Intervista a Claudio Risè a cura di Federico Ferraù
Cosa c’entra la manovra del governo Monti con l’irresponsabilità diffusa dei «bambinoni» che escono dalle nostre scuole? Per Claudio Risé, psicoterapeuta e scrittore, un legame c’è, e affonda le sue radici nelle travagliate vicissitudini dell’Autorità. «Se non c’è più un maestro inteso come formatore e suscitatore di libertà, il soggetto non si sviluppa». E finisce per essere solamente un servitore fedele dell’Apparato. Risé interviene nel dibattito sull’autorità aperto da Ilsussidiario.net.
Lei ha scritto che il tema della crisi dell’autorità è divenuto un slogan. Perché?
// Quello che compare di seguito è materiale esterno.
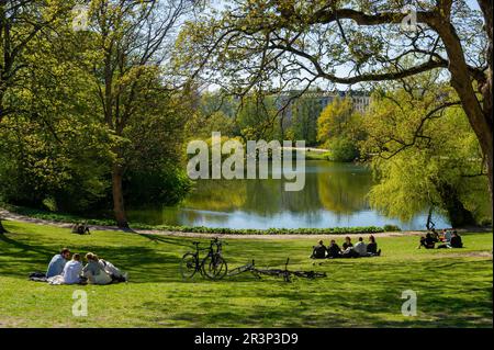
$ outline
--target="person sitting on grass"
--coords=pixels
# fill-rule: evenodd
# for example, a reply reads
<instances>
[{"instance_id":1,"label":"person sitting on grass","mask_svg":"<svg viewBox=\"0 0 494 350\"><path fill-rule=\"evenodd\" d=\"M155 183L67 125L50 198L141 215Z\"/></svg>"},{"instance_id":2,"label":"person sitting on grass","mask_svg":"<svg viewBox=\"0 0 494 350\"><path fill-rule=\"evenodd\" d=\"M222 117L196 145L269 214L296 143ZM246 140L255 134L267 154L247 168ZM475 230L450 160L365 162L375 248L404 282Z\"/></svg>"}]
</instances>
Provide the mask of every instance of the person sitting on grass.
<instances>
[{"instance_id":1,"label":"person sitting on grass","mask_svg":"<svg viewBox=\"0 0 494 350\"><path fill-rule=\"evenodd\" d=\"M343 246L341 258L358 258L358 257L360 257L360 255L357 251L355 251L350 237L348 237L348 236L345 237L345 242L341 246Z\"/></svg>"},{"instance_id":2,"label":"person sitting on grass","mask_svg":"<svg viewBox=\"0 0 494 350\"><path fill-rule=\"evenodd\" d=\"M127 282L127 273L122 273L120 269L115 268L113 263L110 261L103 260L98 258L98 256L94 255L94 258L98 260L99 264L103 268L104 271L106 271L108 274L112 278L113 282Z\"/></svg>"},{"instance_id":3,"label":"person sitting on grass","mask_svg":"<svg viewBox=\"0 0 494 350\"><path fill-rule=\"evenodd\" d=\"M381 256L381 249L378 250L378 244L375 242L374 236L369 236L369 244L367 245L367 253L370 257Z\"/></svg>"},{"instance_id":4,"label":"person sitting on grass","mask_svg":"<svg viewBox=\"0 0 494 350\"><path fill-rule=\"evenodd\" d=\"M430 236L433 236L433 239L435 240L435 242L439 241L439 234L437 233L436 228L433 228L430 230Z\"/></svg>"},{"instance_id":5,"label":"person sitting on grass","mask_svg":"<svg viewBox=\"0 0 494 350\"><path fill-rule=\"evenodd\" d=\"M327 258L328 259L336 259L341 258L341 249L336 244L336 240L332 239L332 242L329 244L329 247L327 248Z\"/></svg>"},{"instance_id":6,"label":"person sitting on grass","mask_svg":"<svg viewBox=\"0 0 494 350\"><path fill-rule=\"evenodd\" d=\"M359 241L355 245L353 250L359 257L367 257L367 245L363 242L362 237L359 237Z\"/></svg>"},{"instance_id":7,"label":"person sitting on grass","mask_svg":"<svg viewBox=\"0 0 494 350\"><path fill-rule=\"evenodd\" d=\"M86 223L81 224L81 223L77 223L72 226L72 234L78 234L78 235L91 235L91 233L89 232L89 226L86 225Z\"/></svg>"},{"instance_id":8,"label":"person sitting on grass","mask_svg":"<svg viewBox=\"0 0 494 350\"><path fill-rule=\"evenodd\" d=\"M351 244L351 238L350 237L345 237L345 242L341 245L341 247L344 248L344 250L347 250L350 247L353 247L353 245Z\"/></svg>"},{"instance_id":9,"label":"person sitting on grass","mask_svg":"<svg viewBox=\"0 0 494 350\"><path fill-rule=\"evenodd\" d=\"M437 239L433 237L430 233L427 233L427 235L424 237L420 237L420 244L418 245L418 249L422 247L425 247L426 249L434 249L435 245L437 242Z\"/></svg>"},{"instance_id":10,"label":"person sitting on grass","mask_svg":"<svg viewBox=\"0 0 494 350\"><path fill-rule=\"evenodd\" d=\"M46 278L53 278L55 275L61 274L64 272L65 264L70 259L70 250L68 248L64 248L60 250L60 253L57 253L52 258L48 264L48 270L46 271Z\"/></svg>"},{"instance_id":11,"label":"person sitting on grass","mask_svg":"<svg viewBox=\"0 0 494 350\"><path fill-rule=\"evenodd\" d=\"M317 246L315 246L312 251L311 259L324 259L324 258L326 258L326 246L323 244L322 240L319 240Z\"/></svg>"},{"instance_id":12,"label":"person sitting on grass","mask_svg":"<svg viewBox=\"0 0 494 350\"><path fill-rule=\"evenodd\" d=\"M80 274L82 273L82 263L80 262L80 255L75 253L72 260L67 262L61 273L64 276L64 284L81 284L82 280Z\"/></svg>"},{"instance_id":13,"label":"person sitting on grass","mask_svg":"<svg viewBox=\"0 0 494 350\"><path fill-rule=\"evenodd\" d=\"M82 275L88 279L91 284L109 284L112 283L112 278L104 271L98 261L98 257L92 252L86 255L88 263L82 269Z\"/></svg>"},{"instance_id":14,"label":"person sitting on grass","mask_svg":"<svg viewBox=\"0 0 494 350\"><path fill-rule=\"evenodd\" d=\"M454 230L451 235L450 241L437 247L437 249L440 248L463 248L463 242L461 240L460 235L458 235L458 233Z\"/></svg>"}]
</instances>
Autorità è un termine molto ampio e credo che valga la pena di distinguere almeno tra due aspetti diversi. Il primo è il bisogno del soggetto umano che chiede un’autorità come fonte di sapere, di accoglimento, di identità, in ultima analisi di crescita della propria personalità, del proprio sé. Come ricorda Luigi Giussani, autorità viene da augeo ovvero «aumento, faccio crescere, alimento». Il valore di questa autorità è comunemente negato dalla società attuale, questo è vero. Ma al tempo stesso, e molto insidiosamente, assistiamo ad una ipertrofia della seconda valenza dell’autorità, intesa come fatto di potere burocratico-organizzativo.
Un esempio?
Nelle società occidentali contemporanee, soprattutto in quelle europee, vengono create ogni giorno decine di nuove norme giuridiche che orientano in modo dettagliato la nostra condotta. Questo è un fenomeno di evidente e crescente autoritarismo. Non ne è immune, per restare a noi, nemmeno la manovra economica varata da questo governo. Vi sono contenuti degli aspetti «autoritari», dal controllo del denaro ai profili economici delle persone, certamente fuori del comune. Si «liberalizzano» imprese economiche modeste, come i tassisti o gli autotrasportatori, ma non si tocca un monopolio pressoché onnipotente nei trasporti come le Ferrovie Italiane…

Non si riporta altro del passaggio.